Es 10 de septiembre de 1978. Son las nueve de la mañana y voy en un bus que suena igual que el mueble de las ollas que mi abuela abre para cocinar su cazuela de pollo. ¿Cómo estará mi lela? Cinco años sin verla, que para ella deben haber sido nada, un suspiro a sus ochenta años, toda la vida para mí. Quizás sea la última vez que pueda abrazarla. ¿Vine a despedirme? No tengo idea de por qué vuelvo a este agujero.
-¡En veinte minutos llegamos a Puerto Blake! ¡Dos horas más para Río Rojo! -grita el asistente del chofer.
Las distancias en Chile son infernales. Desde el espacio debemos vernos como una extensión vacía con unos pocos puntos de luz, ciudades que parecen islas de las que salen buses como barcos, adentrándose en espacios negros donde no hay nada. Los viajes son saltos de fe en territorio inexplorado. Sí, la Patagonia es un desierto helado y Río Rojo es apenas una costra de bosque en medio de cerros escarpados. ¿Qué hace la gente viviendo en estos páramos de viento congelado, donde hasta los pocos árboles que hay crecen inclinados por la violencia de los elementos?
Mañana, las autoridades de Río Rojo celebrarán con un diminuto desfile los cinco años del golpe militar del 11 de septiembre de 1973. Una parodia con banda en medio del vallecito escarpado, aislado a varios kilómetros a la redonda, donde nadie escuchará el himno nacional interpretado por carabineros gordos y sus tubas y trombones abollados.
El sueño, el bamboleo del bus y ahí afuera los caranchos, esas preciosas aves de rapiña, pequeños dinosaurios emplumados que vigilan el paso de los vehículos desde las cercas, esperando que el bus atropelle a alguna de las miles de liebres que arrasan los plantíos. Son carroñeros, y las liebres, estúpidas. Las carreteras de Tierra del Fuego están cubiertas de liebres molidas, secas, reducidas a polvo por cien neumáticos que las hunden cada vez más, costra seca, carretera cadáver. Pasan caranchos por mi mente en vez de ovejas, y mi cabeza comienza a apagarse. Veo Río Rojo acercarse, estoy dentro de mi casa, el pueblo está en la esquina de mi baño, diminuto, microscópico, rodeado de bacterias como cardúmenes sobre un mar de baldosas hechas de témpanos.
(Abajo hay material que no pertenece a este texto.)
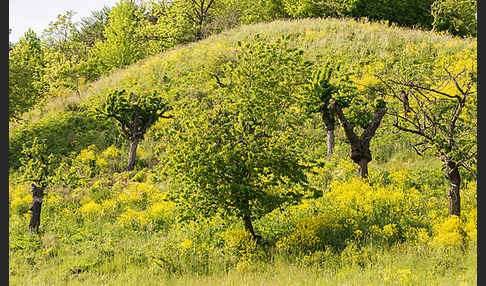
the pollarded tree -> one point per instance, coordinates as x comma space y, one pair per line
36, 168
349, 106
360, 145
134, 115
442, 113
235, 150
316, 99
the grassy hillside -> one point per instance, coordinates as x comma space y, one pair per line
116, 228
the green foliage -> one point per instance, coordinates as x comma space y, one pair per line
25, 71
232, 154
313, 8
134, 114
411, 13
458, 17
63, 133
122, 45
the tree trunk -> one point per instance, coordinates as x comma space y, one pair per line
454, 195
133, 153
330, 144
363, 168
249, 226
35, 208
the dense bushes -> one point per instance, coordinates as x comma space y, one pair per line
410, 13
63, 132
458, 17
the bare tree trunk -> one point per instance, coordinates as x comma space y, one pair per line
454, 178
249, 225
327, 118
35, 208
360, 146
247, 220
330, 144
363, 168
133, 153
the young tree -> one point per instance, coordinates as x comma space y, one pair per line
122, 46
134, 115
236, 150
442, 114
36, 168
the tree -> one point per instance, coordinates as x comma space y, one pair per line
92, 27
235, 150
134, 115
442, 114
122, 46
316, 99
199, 14
360, 146
65, 56
36, 168
25, 66
458, 17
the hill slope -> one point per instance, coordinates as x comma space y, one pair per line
187, 71
113, 227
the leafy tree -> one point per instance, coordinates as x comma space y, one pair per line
65, 56
199, 15
134, 115
25, 66
36, 169
360, 145
441, 111
235, 150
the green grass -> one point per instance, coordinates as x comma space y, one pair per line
405, 264
73, 250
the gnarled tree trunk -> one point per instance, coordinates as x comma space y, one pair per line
329, 125
360, 146
133, 153
35, 208
454, 178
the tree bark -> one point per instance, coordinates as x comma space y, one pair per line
35, 208
363, 168
249, 225
330, 144
329, 125
133, 153
454, 178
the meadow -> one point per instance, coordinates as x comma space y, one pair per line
103, 225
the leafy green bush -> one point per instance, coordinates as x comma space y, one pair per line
458, 17
403, 12
64, 132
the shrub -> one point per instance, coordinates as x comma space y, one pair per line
403, 12
458, 17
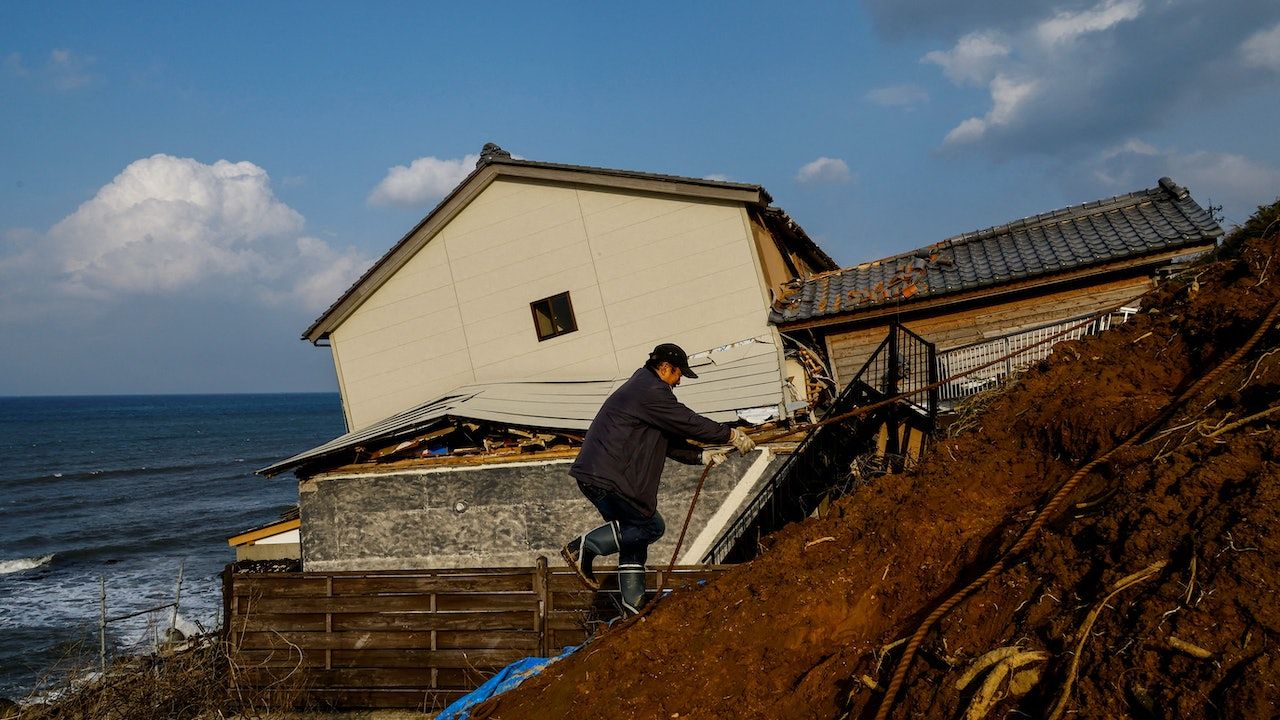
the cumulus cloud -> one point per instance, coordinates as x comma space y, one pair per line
1008, 98
1262, 49
1068, 76
973, 60
1068, 26
168, 226
423, 181
897, 96
824, 171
Veo también a los brujos de la televisión que mi abuela oía volar sobre el pueblo, montados sobre cóndores o vistiendo los chalecos de piel humana que ellos mismos fabricaban. Mientras mi cabeza bambolea, se convierte en el bus dentro del bus donde viaja mi familia, vestida con las pieles de mis antepasados recitando un lenguaje que no entiendo y...
-¡Control policial! ¡Todos abajo, rápido, rápido!
Un soldado armado con un rifle M-16 nos apunta, y abajo tres más gritan órdenes que trato de entender mientras despierto y tomo mi bolso para bajar.
-Deja el bolso ahí, cabrita -me dice el militar, que me mira con rabia y me hace un gesto para que baje.
-¿Me viste cara de argentina? -le murmuro mientras paso a su lado.